I want to be better. We all want to be better I guess, but sometimes I get tired of feeling I"m just getting by, or I'm just going along with life. I wrote last week about living life with intention- this week's (and maybe this lifetime's) intention is at constant improvement.
Things I want to improve:
1. Study habits: I just took midterms and while they were far from disastrous, I spend every day explaining good study strategies to the freshmen I mentor....I should use them.
2. Moods: I'd like to think I'm not a moody person, and usually I'm pretty good at reminding myself that being upset about something doesn't help the situation. My theory is that it is what it is, and given whatever reality is, you can choose to be happy or sad, angry or calm, miserable or delighted (its much more enjoyable to be happy, calm, and delighted).
I once had a friend tell me there was little point to being happy.
Oh how I disagree.
God commanded that we "rejoice evermore" and I believe that "happiness is the design of our existence." Happiness can come from lots of things - I love smiling at the beautiful weather, my husband making dinner for me, a good grade, or a meaningful conversation. I like compliments and mastering dance technique. I laugh at a good joke and enjoy a fresh cookie. But, thankfully, when all the cookies are days old and there's no one to tell funny jokes, when my pulled muscles wont let me dance and I don't get compliments on my new shirt, when I am too busy to have good conversations with friends or eat dinner at all and its raining, I still have every reason to smile, to shout for joy for that matter. Whatever my circumstance, whatever trial or struggle or bad hair day I'm going through, God loves me. He loves me and He's provided a way for me to return and live with Him again. He knows me and He wants to help me come home. He suffered everything so my pathetic attempts at obedience would be enough. He listens and He understands. He's always there. Does it get any happier than that?

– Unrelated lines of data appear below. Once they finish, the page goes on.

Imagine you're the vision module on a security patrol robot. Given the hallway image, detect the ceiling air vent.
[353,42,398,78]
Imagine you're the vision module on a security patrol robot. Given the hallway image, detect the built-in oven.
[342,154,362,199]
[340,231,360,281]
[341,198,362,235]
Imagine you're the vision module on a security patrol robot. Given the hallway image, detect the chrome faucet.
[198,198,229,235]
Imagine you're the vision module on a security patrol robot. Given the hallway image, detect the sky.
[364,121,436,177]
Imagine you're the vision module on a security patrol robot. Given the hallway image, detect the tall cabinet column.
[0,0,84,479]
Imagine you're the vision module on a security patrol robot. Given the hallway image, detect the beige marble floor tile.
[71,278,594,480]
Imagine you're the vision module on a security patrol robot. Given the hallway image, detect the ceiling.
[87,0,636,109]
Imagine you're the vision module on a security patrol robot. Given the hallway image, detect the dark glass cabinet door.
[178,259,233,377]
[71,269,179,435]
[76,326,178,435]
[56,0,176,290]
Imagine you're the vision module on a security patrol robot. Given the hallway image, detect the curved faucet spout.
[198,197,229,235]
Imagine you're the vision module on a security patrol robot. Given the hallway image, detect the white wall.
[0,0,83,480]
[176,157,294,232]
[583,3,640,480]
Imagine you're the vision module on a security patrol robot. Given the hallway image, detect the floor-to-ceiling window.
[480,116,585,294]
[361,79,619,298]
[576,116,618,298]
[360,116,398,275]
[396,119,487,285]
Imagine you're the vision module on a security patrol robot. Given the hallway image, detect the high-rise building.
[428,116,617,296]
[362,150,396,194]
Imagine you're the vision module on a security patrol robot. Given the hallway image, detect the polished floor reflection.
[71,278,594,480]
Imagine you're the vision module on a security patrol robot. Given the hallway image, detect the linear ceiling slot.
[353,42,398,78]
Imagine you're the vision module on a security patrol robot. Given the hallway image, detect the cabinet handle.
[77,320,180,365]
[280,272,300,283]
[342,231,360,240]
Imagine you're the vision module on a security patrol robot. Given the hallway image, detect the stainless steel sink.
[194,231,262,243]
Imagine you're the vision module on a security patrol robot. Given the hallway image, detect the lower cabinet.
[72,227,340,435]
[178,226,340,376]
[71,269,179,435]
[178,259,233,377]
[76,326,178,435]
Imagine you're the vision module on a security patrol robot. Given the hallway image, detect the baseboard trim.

3. Eating Healthy: Its not that I eat enormous amounts of unhealthy foods, its just that I don't ever feel like I have time to make something healthy. I also eat way too much late at night because I get home from campus late or we go climbing before I eat dinner and then all I want is cereal or a quick bowl of pasta. New goal - eat more vegetables and less pasta.
4. Climbing: I haven't been climbing in over a week...which is really weird because usually we're there every other night. I love how easy it is to see progression in climbing. Even just two weeks ago I couldn't climb the same routes I'm almost flashing now. Goal - climb a 11B without taking next week and have climbed three V4s by christmas :)
5. Keeping in touch: This one is simple - write missionaries.
6. Relationships: I feel a good measure of how I'm doing in the personal aspect of my life is if I'm strengthening or weakening relationships I have. I want to focus on strengthening my relationship with the Lord, my husband, and all members of my familiy (its kind of hard being so far away and all).
7. Save the world - one starving child at a time....but thats a post for another day.